9 Replies Latest reply on Jul 14, 2011 6:29 AM by erman_amd

    ALU:Fetch in KernelAnalyzer

    erman_amd

      Hi, 

      I have a kernel with ALU:Fetch 4.13 (it is highlighted green for Radeon HD 6450) in KernelAnalyzer. For one other GPU, it is highlighted red with ALU:Fetch value below 1.  

      What does it mean? Anyone can help me explain this?

       

      The other one, I tried to compile my kernel to 5870 assembly. It looks like below

       

       

       

       

      Where can I find information about the assembly code. I mean I want to know what is the mean of MEM_RAT_CACHELESS, VFETCH, TEX:, ALU:, etc.

       

      Thanks

      ... 03 TEX: ADDR(178) CNT(1) 23 VFETCH R0.__x_, R2.w fc173 MEGA(4) FETCH_TYPE(NO_INDEX_OFFSET) 04 ALU: ADDR(153) CNT(11) 24 x: ASHR ___, R3.z, (0x00000017, 3.222986468e-44f).x ... 05 MEM_RAT_CACHELESS_STORE_RAW: RAT(11)[R2].x___, R0, ARRAY_SIZE(4) MARK VPM END_OF_PROGRAM

          • ALU:Fetch in KernelAnalyzer
            erman_amd

            Thank you, maximoroz

            But I can not found why it is highlighted green and why it is highlated red, and what is the mean if it is red and when it is green. Only the definition of ALU fetch.
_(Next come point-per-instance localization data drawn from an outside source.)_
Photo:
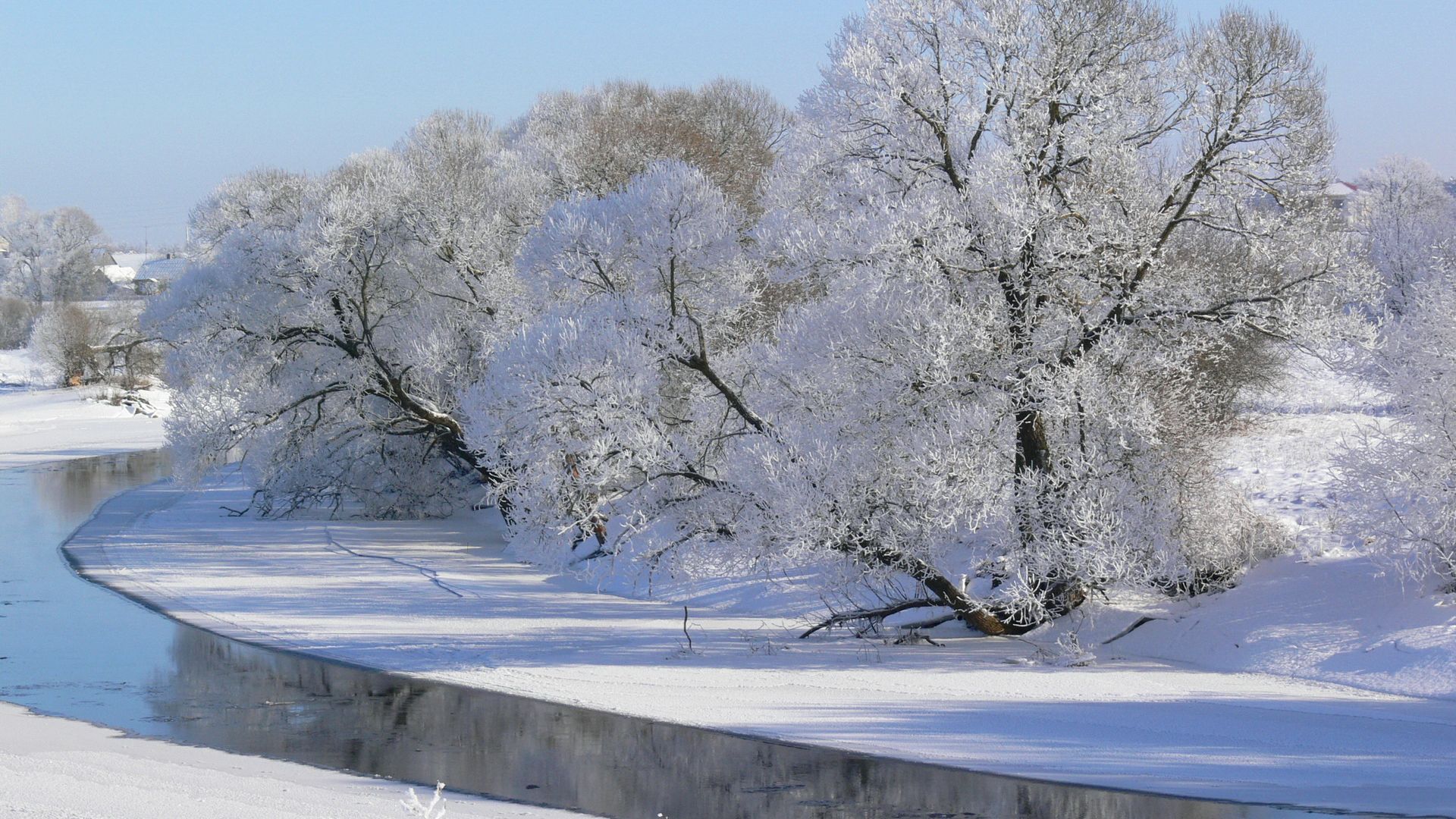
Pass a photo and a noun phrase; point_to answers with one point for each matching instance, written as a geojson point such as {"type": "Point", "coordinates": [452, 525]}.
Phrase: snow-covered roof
{"type": "Point", "coordinates": [162, 270]}
{"type": "Point", "coordinates": [134, 261]}
{"type": "Point", "coordinates": [118, 275]}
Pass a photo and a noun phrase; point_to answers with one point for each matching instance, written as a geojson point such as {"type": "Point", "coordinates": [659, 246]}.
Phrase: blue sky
{"type": "Point", "coordinates": [134, 111]}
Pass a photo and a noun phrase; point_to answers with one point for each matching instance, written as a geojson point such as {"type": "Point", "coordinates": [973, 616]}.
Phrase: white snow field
{"type": "Point", "coordinates": [1318, 681]}
{"type": "Point", "coordinates": [66, 770]}
{"type": "Point", "coordinates": [39, 423]}
{"type": "Point", "coordinates": [55, 768]}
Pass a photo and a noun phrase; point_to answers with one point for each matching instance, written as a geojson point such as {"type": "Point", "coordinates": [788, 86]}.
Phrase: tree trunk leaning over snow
{"type": "Point", "coordinates": [1046, 216]}
{"type": "Point", "coordinates": [328, 328]}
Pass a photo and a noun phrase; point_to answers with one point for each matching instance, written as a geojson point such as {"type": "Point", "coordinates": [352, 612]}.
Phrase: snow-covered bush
{"type": "Point", "coordinates": [66, 340]}
{"type": "Point", "coordinates": [1398, 483]}
{"type": "Point", "coordinates": [433, 809]}
{"type": "Point", "coordinates": [1408, 219]}
{"type": "Point", "coordinates": [613, 404]}
{"type": "Point", "coordinates": [17, 322]}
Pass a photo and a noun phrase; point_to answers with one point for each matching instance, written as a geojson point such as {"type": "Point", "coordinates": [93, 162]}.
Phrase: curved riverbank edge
{"type": "Point", "coordinates": [171, 551]}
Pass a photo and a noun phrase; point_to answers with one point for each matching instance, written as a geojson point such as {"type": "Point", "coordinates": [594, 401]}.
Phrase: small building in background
{"type": "Point", "coordinates": [124, 268]}
{"type": "Point", "coordinates": [156, 276]}
{"type": "Point", "coordinates": [1338, 191]}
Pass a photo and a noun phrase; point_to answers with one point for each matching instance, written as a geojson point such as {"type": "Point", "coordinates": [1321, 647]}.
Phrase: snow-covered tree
{"type": "Point", "coordinates": [1036, 226]}
{"type": "Point", "coordinates": [1408, 219]}
{"type": "Point", "coordinates": [50, 254]}
{"type": "Point", "coordinates": [598, 140]}
{"type": "Point", "coordinates": [1398, 483]}
{"type": "Point", "coordinates": [613, 403]}
{"type": "Point", "coordinates": [332, 318]}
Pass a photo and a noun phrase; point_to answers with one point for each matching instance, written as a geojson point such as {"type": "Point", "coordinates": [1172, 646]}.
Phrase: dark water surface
{"type": "Point", "coordinates": [73, 649]}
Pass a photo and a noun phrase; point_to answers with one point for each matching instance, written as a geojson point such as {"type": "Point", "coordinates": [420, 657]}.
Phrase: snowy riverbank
{"type": "Point", "coordinates": [1260, 719]}
{"type": "Point", "coordinates": [41, 423]}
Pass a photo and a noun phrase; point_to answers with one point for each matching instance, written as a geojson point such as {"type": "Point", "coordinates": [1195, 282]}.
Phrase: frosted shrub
{"type": "Point", "coordinates": [436, 809]}
{"type": "Point", "coordinates": [1400, 480]}
{"type": "Point", "coordinates": [1030, 265]}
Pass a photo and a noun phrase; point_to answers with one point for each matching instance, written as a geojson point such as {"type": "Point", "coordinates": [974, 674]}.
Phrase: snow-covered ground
{"type": "Point", "coordinates": [39, 423]}
{"type": "Point", "coordinates": [66, 770]}
{"type": "Point", "coordinates": [53, 768]}
{"type": "Point", "coordinates": [1320, 681]}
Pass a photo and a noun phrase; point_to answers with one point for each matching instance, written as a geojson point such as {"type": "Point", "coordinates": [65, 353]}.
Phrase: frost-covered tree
{"type": "Point", "coordinates": [598, 140]}
{"type": "Point", "coordinates": [1398, 483]}
{"type": "Point", "coordinates": [1408, 219]}
{"type": "Point", "coordinates": [613, 404]}
{"type": "Point", "coordinates": [1030, 238]}
{"type": "Point", "coordinates": [1036, 226]}
{"type": "Point", "coordinates": [332, 316]}
{"type": "Point", "coordinates": [50, 254]}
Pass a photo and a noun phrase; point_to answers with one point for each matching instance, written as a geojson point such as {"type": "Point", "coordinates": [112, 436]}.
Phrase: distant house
{"type": "Point", "coordinates": [156, 276]}
{"type": "Point", "coordinates": [123, 268]}
{"type": "Point", "coordinates": [1338, 191]}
            For the the Assembly language, I found a documentation on its format. I think if I can understand the assembly language, maybe I can understand why my kernel performance is so poor.

             

              • ALU:Fetch in KernelAnalyzer
                maximmoroz

                My guess is that the kernel is highlighted green if amount of ALU operations are most probably enough to cover global memory access latency. And red if not enough to cover global memory access. For that particular GPU chip. But I wouldn't rely on this color coding.
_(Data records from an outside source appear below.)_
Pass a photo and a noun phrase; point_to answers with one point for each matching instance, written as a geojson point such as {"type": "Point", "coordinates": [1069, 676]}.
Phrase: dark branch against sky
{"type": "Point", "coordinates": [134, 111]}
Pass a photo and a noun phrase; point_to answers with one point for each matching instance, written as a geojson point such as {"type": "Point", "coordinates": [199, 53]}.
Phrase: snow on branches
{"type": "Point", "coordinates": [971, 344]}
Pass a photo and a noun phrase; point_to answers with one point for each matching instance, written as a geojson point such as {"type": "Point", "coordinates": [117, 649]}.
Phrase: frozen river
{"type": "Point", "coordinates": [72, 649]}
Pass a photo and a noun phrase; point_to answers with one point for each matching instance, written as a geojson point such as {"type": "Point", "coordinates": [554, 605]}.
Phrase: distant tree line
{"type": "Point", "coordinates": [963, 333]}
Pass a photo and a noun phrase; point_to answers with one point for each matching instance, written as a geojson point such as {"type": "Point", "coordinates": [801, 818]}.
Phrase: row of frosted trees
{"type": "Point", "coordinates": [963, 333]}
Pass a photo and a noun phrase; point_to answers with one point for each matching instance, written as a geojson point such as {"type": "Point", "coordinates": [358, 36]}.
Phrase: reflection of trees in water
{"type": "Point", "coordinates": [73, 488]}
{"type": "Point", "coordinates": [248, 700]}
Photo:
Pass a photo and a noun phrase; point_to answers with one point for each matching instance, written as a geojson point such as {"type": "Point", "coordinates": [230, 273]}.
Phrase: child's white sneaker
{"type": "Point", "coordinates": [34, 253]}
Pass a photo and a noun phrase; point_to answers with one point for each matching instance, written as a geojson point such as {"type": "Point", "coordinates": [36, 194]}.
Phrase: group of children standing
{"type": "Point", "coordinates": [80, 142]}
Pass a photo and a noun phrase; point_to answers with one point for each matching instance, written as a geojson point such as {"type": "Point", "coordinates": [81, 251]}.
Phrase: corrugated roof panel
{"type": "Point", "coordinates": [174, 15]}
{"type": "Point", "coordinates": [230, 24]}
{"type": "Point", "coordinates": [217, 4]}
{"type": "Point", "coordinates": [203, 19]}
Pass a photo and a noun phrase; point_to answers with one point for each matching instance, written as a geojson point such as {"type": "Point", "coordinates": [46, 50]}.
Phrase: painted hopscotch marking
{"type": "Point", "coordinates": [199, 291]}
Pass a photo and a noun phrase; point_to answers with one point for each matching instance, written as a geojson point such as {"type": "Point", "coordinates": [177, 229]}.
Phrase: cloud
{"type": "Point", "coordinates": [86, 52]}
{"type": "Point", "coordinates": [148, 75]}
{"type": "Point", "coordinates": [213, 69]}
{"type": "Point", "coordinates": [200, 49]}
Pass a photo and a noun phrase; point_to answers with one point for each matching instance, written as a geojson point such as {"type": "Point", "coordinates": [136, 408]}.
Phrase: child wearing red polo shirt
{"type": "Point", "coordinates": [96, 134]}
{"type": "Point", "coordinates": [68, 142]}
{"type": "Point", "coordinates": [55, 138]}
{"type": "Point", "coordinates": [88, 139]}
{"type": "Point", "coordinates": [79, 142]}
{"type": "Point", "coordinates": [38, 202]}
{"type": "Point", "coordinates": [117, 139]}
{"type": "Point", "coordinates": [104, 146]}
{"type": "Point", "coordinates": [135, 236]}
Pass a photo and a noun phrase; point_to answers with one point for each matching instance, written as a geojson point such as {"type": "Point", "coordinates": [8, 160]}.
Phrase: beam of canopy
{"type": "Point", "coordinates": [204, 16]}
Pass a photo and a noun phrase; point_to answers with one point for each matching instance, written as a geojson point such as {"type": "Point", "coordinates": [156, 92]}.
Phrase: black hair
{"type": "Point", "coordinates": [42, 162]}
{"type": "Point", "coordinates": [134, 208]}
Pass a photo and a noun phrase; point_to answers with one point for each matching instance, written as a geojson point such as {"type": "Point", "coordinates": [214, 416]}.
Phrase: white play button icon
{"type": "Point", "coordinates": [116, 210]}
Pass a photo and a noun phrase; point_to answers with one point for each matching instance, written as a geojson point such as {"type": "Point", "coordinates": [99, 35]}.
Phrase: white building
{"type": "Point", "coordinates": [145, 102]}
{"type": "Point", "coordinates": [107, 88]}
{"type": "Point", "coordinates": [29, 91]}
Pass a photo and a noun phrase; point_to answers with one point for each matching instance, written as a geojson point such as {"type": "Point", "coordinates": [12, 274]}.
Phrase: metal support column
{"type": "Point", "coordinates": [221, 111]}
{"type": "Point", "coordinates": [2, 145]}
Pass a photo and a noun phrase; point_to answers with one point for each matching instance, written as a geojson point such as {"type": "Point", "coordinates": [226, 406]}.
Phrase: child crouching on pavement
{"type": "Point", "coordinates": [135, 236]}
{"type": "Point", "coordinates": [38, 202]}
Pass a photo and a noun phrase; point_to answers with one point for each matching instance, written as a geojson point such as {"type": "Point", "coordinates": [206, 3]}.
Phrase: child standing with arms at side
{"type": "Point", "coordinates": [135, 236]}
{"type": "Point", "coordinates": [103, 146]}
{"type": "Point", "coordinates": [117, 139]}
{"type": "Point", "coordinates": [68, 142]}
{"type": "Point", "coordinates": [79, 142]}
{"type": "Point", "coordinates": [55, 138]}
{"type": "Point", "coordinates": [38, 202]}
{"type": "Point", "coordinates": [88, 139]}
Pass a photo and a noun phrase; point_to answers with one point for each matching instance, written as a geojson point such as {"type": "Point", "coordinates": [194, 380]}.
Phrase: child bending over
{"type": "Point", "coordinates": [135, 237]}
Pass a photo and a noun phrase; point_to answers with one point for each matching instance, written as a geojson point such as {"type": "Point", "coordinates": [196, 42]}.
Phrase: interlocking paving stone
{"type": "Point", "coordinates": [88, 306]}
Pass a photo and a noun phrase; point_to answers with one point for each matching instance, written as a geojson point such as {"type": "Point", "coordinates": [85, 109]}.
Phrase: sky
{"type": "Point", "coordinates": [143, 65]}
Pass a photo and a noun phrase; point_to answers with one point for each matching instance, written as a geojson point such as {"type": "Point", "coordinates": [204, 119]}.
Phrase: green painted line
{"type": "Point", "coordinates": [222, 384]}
                  • ALU:Fetch in KernelAnalyzer
                    himanshu.gautam

                    Hi ermen,

                    Generally its good to have a high value for ALU:Fetch ratio. A higher value(IMHO >10) ensures that the ALU dont waste time wating for the data to arrive.

                    You should be able to find a lot in Chapter 4 of OpenCL Programming guide to understand why your kernel is slow.And you are always free to share it here and someone might give you some usefult suggestions.

                      • ALU:Fetch in KernelAnalyzer
                        erman_amd

                        Hi,

                        I have very simple kernel,

                        __kernel void getValFromTable(__global float *output, __global *float input, __global uint *index, uint row, uint col)

                        {

                           uint x = get_global_id(0);

                           output[x] = input[row * col + index[x]];

                        }

                        Using kernel analyzer: GPR = 2, ALU=10, Fetch=2, Write=1, ALU:Fetch=1.25.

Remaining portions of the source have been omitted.